You can see where this is going. But wait. There is more. After our internal test team passed my software, it got delivered to the customer. The customers themselves have a huge acceptance test team. I got deja vu once I got the call from the customer acceptance test team. They too could not decipher the requirements for my changes. So I told them the same thing I told our own unit test team. Explained the requirements as I understood them through the numerous questions I posed and the answers I got back. I also answered the acceptance test team's questions on how I went about unit tests my changes.

So it comes time for the real users to experience my new changes. And it turns out that I had made a coding error in the middle of my changes. I made some assumptions about some other parts of the system that were not accurate. The result was that my processing did not work according to plan.

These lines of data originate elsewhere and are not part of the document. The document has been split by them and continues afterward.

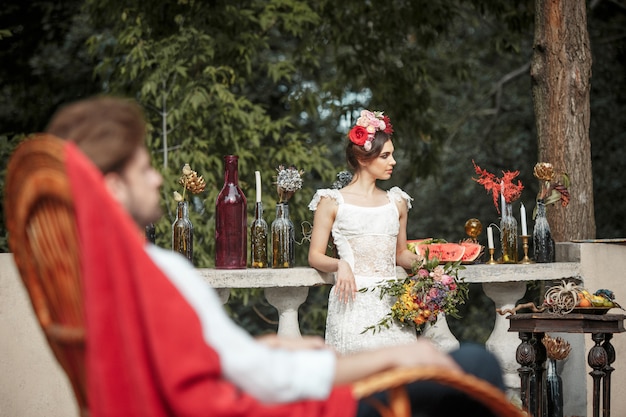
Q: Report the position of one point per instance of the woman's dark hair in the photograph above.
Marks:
(356, 153)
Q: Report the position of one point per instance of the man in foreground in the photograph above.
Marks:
(159, 341)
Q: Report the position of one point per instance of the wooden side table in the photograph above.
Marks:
(531, 354)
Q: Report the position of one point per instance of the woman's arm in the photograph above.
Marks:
(345, 285)
(404, 257)
(363, 364)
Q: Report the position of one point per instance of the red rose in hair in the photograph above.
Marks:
(358, 135)
(388, 128)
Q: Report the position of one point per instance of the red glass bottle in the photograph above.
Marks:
(230, 220)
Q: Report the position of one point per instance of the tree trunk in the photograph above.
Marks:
(560, 73)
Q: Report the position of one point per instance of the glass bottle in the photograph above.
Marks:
(258, 238)
(182, 231)
(543, 244)
(283, 255)
(151, 233)
(554, 390)
(231, 226)
(508, 234)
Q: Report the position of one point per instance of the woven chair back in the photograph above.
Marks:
(43, 239)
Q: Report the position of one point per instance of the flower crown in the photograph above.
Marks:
(366, 127)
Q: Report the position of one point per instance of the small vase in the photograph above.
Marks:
(554, 390)
(258, 238)
(182, 231)
(231, 223)
(508, 234)
(543, 244)
(283, 255)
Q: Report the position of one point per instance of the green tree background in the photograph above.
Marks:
(280, 82)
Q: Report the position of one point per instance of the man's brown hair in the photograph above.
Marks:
(108, 130)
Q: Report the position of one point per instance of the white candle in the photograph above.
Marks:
(257, 177)
(523, 215)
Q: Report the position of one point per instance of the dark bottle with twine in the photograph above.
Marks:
(543, 243)
(230, 220)
(258, 230)
(182, 231)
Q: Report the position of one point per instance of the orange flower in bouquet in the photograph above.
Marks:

My unit tests masked this error since I set up the test data like I assumed the other parts of the system would do for real. Turns out our internal test team, as well as the customer acceptance test team did the same. These multiple levels of independent tests did not catch the problem.

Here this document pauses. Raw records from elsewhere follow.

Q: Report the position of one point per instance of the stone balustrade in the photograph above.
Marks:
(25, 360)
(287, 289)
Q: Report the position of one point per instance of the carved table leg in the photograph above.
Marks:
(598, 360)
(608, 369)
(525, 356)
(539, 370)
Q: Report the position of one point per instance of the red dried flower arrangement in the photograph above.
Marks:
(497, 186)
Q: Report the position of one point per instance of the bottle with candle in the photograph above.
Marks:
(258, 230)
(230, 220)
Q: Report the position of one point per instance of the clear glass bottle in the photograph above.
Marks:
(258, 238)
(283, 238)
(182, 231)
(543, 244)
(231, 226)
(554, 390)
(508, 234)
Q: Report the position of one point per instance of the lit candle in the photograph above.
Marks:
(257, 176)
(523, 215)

I will admit that I was part of the problem here. It is tough to turn down requests for information from overworked testers who do not have the information to do their job. However the true solution is not to provide them with details on how I do my job. I think we need to get to the root cause why they do not have sufficient information, and correct that problem. Then we can avoid situations like the one we are in now. The real gauge as to whether we learned our lesson is how these test team handle testing my latest changes to fix the problem. Are they just going to come to me and ask me what went wrong and how did I fix it? If they once again just repeat my unit tests, we will have learned nothing. Let's hope we can be strong here.

Accurate Metrics

I received an e-mail from our project's Help Desk representative. Apparently he devised a new way to track the trouble ticket metrics for the month. So I was curious about my own metrics for trouble tickets I had resolved. I looked at the metrics the Help Desk is reporting for me.

Out of a total of 24 tickets opened, I was assigned 6 of them. This sounds about right. A lot of tickets come my way for resolution. However the "Days Open" statistic for the problems I worked seemed to be very high. My average was 21 days.

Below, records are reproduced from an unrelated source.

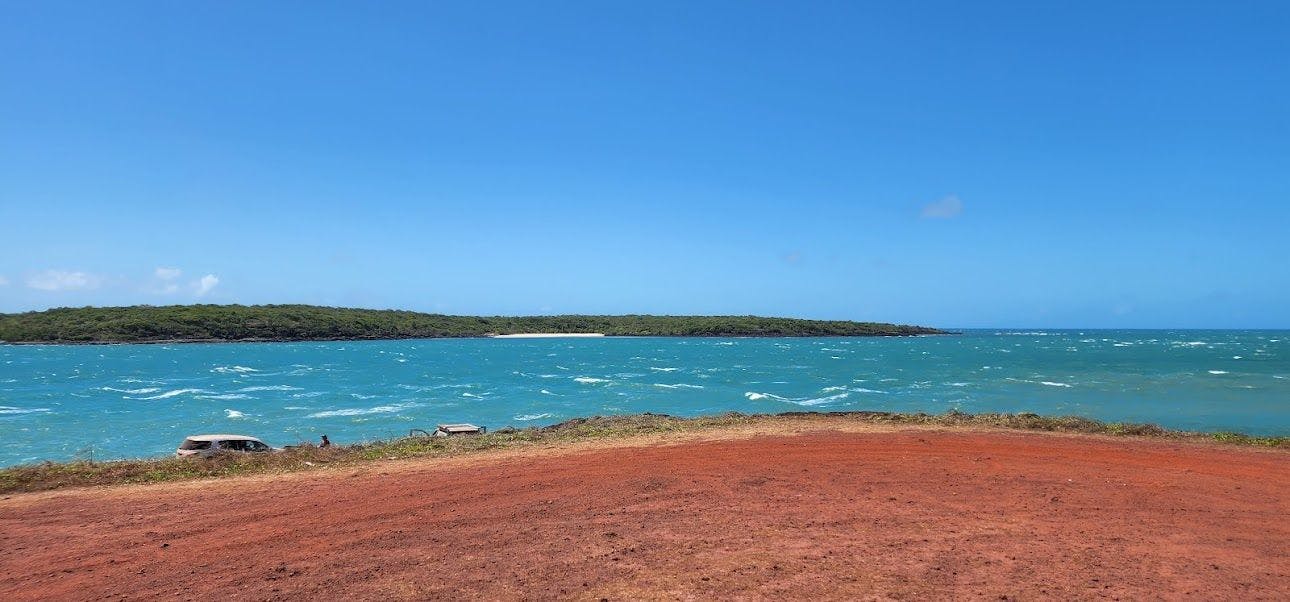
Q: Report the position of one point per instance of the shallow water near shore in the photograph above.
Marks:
(62, 402)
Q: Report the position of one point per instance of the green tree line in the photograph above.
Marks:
(142, 324)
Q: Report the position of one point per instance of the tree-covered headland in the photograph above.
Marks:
(148, 324)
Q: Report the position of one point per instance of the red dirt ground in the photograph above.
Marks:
(906, 514)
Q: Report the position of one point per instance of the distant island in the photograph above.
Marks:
(174, 324)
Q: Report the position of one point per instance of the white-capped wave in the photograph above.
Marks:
(361, 411)
(170, 393)
(143, 391)
(12, 410)
(530, 417)
(819, 401)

If we are talking calendar days, then 21 days is 3 weeks. I normally knock out the problem assigned to me in a few days. Once in a rare while, I will need some information from a user who does not get back to me in a week. But that happens once or twice a year. Maybe they are counting these Days Open as some total time from when the user first encounters the problem to when there is confirmation that the problem is fixed. Sometimes it takes a lot of follow-up to get the user to confirm that the problem has actually been resolved. I don't know. The numbers still seem high to me.

The real kicker in all these metrics is, that even with all these details stats, I still received a comment from our Project Coordinator. Apparently the Project Manager asked her what was the status of our trouble tickets. We have all these detailed metrics but the knowledge about where we are at with problems is unknown.

Customer to Consultants

Our customer had a high priority task for a large volume of data to be updated. The customer thought one of the consultants on the project had done this last year. So they contacted the consultant directly. Another consultant found out and informed the customer that I was the one who did the work last year. So I got the impression the task was coming to me.

I asked my team lead whether I should make this task happen. To my surprise I was informed that the team lead and the project manager decided that we would not do this task. Apparently we first needed an official request for this work. Then we needed to do a cost estimate. And furthermore, the analysis was supposed to tell us that this was a complicated task.

The project manager gets to make these calls. However I inquired whether the PM informed that customer of his decision. Apparently not. Luckily the team lead took the action and let them know this task was not going to be accepted. In the end, the original consultant agreed to take on the task. I wish him luck. There is a short time frame to complete the task, along with some questions about the business rules for the task. Somehow I think my company missed out on some business here. But I do not question when a PM actually comes out and says no. There is not enough of that in the world.

Getting Paid

Back in 2004, our team was starting up a complete rewrite of our system. This was a significant task since the system is complicated and handles a ton of data. During this rewrite the developers got squeezed to produce results based on a crazy schedule. The results was plain insanity.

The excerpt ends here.